Wakil Bupati Musi Rawas Utara, H. Junius Wahyudi, bersama Kapolres Muratara, AKBP Rendy Surya Aditama, mengikuti Rapat Koordinasi Satuan Tugas (Satgas) Pengawasan Pendistribusian dan Penjualan BBM di SPBU yang diselenggarakan Polda Sumatera Selatan melalui Zoom Meeting, Selasa (21/7/2026).
Rapat koordinasi tersebut menjadi langkah penting untuk memperkuat pengawasan terhadap distribusi BBM di lapangan. Pemerintah daerah menilai pengawasan tidak boleh berhenti pada pemantauan dan rapat koordinasi semata, tetapi harus diikuti tindakan tegas apabila ditemukan pelanggaran.
Wabup Muratara, H. Junius Wahyudi, menegaskan Pemkab Muratara siap bersinergi dengan aparat penegak hukum dan seluruh instansi terkait untuk memastikan distribusi BBM bersubsidi berjalan transparan, akuntabel, tertib, aman, dan tepat sasaran.
“BBM bersubsidi merupakan kebutuhan vital masyarakat. Karena itu, tidak boleh ada pihak yang mengambil keuntungan dengan menyalahgunakan hak masyarakat,” tegasnya.
Menurutnya, BBM bersubsidi sangat dibutuhkan oleh masyarakat, terutama sopir angkutan barang, angkutan taksi, petani, serta pelaku usaha. Oleh karena itu, segala bentuk dugaan penyimpangan harus ditangani secara serius dan tidak boleh dianggap sebagai persoalan biasa.
“Ke depan, saya berharap Satgas tidak hanya melakukan pengawasan, tetapi juga berani melakukan penindakan sesuai kewenangan apabila ditemukan pelanggaran. Jangan sampai pengawasan hanya sebatas laporan, sementara praktik penyalahgunaan terus terjadi di lapangan,” tegas Junius.

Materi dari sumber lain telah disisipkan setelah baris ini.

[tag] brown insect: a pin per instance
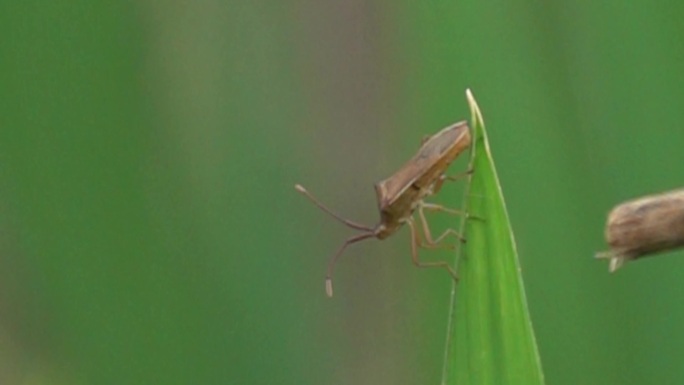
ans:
(643, 227)
(403, 193)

Ia juga mendorong penguatan pengawasan berbasis data, termasuk melalui pendataan dan pemantauan distribusi BBM secara lebih terukur. Langkah pencegahan melalui sosialisasi dan edukasi kepada masyarakat tetap penting, namun harus berjalan beriringan dengan penindakan terhadap pihak-pihak yang terbukti melanggar.
Pemkab Muratara menegaskan tidak akan mentoleransi praktik penyalahgunaan BBM bersubsidi, baik dalam bentuk penyelewengan distribusi, penjualan yang tidak sesuai ketentuan, maupun tindakan lain yang merugikan masyarakat.

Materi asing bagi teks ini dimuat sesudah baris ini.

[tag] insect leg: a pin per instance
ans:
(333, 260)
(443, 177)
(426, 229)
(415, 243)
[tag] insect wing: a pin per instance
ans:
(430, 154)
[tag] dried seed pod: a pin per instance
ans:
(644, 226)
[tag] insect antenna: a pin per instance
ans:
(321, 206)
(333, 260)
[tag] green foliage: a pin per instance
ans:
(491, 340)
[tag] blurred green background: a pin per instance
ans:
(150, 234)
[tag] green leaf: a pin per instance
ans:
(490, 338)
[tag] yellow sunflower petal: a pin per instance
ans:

“Setiap pelanggaran harus diproses sesuai aturan. BBM bersubsidi adalah hak masyarakat yang membutuhkan, bukan komoditas untuk dipermainkan atau dijadikan keuntungan pribadi,” tegasnya.
Melalui sinergi antara Pemkab Muratara, aparat penegak hukum, Polda Sumatera Selatan, serta instansi terkait, pengawasan distribusi BBM diharapkan semakin kuat. Penyaluran BBM bersubsidi harus benar-benar tepat sasaran dan tidak boleh ada ruang bagi praktik penyimpangan yang merugikan masyarakat.